“I was born in Rio de Janeiro, Brazil in 1958. An autodidact, I held my first exhibition at the age of twenty, in Brasilia. Already, my compositions were full of dream-like and symbolic images. In 1988, I had the opportunity to show my paintings and drawings in Europe. Two years later, I set up my atelier in Lausanne, Switzerland. Since then, I have shown my art in several countries: Switzerland, France, Italy, Belgium, Denmark and the United States. But painting is not my only activity: I have illustrated many books – notably Alice in Wonderland by Lewis Carroll – written and drawn some graphic novels, drawn a Tarot card deck, and published two catalogs of drawings and one of paintings.” José Roosevelt
Roosevelt is 15 years-old when he turns towards the painting. He is fascinated by the surrealism of Dalí, that he just discovered, and the fantasy art in general (Bosch, Brueghel, and the contemporary like Woodroffe and Roger Dean). He decides to try this mode of expression and paint his first canvas, in a completely auto-didactic way. He visits the museums and the art galleries and reads hundreds of books about painting history and technicals.

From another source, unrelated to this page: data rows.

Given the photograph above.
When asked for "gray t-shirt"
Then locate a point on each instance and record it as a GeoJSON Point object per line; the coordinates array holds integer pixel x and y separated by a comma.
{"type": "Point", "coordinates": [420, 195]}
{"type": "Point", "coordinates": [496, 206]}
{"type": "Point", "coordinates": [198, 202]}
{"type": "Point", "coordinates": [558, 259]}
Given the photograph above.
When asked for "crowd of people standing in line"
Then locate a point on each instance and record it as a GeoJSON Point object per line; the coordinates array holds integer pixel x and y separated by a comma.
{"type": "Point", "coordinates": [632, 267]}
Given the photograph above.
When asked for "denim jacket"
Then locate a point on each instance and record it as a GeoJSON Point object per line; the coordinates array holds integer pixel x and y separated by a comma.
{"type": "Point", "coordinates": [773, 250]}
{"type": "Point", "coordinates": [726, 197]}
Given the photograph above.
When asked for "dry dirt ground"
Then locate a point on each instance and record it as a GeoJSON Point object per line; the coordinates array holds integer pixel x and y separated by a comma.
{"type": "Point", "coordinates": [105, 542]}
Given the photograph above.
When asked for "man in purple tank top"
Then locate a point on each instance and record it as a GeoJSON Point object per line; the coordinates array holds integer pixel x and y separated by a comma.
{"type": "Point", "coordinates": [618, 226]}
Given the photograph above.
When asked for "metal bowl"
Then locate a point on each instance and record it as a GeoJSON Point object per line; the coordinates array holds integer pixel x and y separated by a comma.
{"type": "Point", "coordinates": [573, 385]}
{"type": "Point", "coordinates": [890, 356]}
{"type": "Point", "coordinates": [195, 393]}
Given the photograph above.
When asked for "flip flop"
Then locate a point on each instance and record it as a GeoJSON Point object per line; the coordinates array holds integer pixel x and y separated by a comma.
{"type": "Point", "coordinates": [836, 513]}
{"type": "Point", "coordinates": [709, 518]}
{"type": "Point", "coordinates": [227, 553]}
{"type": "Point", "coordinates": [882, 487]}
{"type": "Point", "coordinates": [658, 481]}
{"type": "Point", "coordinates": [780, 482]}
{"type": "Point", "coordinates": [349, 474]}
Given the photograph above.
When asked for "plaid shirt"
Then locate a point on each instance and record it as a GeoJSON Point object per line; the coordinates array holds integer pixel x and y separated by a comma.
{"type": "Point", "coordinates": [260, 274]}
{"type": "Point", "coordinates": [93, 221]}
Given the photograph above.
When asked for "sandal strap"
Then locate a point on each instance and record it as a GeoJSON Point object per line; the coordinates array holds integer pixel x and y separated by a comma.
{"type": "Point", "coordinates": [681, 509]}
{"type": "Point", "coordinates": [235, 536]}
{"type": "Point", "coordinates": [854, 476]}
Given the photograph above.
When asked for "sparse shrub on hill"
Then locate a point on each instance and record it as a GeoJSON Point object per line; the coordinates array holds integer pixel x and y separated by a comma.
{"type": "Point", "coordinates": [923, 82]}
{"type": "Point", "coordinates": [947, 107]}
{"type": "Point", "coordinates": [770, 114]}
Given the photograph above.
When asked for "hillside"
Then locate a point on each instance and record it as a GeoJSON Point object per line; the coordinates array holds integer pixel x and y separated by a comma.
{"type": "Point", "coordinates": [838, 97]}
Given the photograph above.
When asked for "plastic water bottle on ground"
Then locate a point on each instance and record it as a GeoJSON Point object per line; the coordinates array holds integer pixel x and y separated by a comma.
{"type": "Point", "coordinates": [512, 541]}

The comics-form stories pass to second plan: Roosevelt works almost all the time with the oil colors and create new paintings. However, from time to time, the first pages of a new graphic novel come to life, but most of these projects do not go beyond the first pages. Notwithstanding, they are full of mystery and fantasy, and their main quality is the will of testing the possibilities in this domain. Also, his influences have changed: from Barks and Hergé, they become more “adult”: Kirby, Moebius, Drucker, Druillet. The french magazine Métal Hurlant (Heavy Metal in the U.S.A.) shows to him a new way to tell stories in a comics-book form.
Anyway, painting becomes the main activity of Roosevelt from 1977. Soon he does his first solo exhibition, in Brasília (October 1979). This exhibition is composed of thirty surrealist pictures, painted mostly in acrylics on canvas. Since the following year, the artist dedicates exclusively to his painting searches. The new exhibitions show works of surrealistic inspiration side by side to photo-realists urban landscapes (in the manner of Ralph Goings and Don Eddy) and optical compositions inspired by the work of Chuck Close. The critics are, in general, enthusiastic. Roosevelt sells his canvas and is asked for some commands.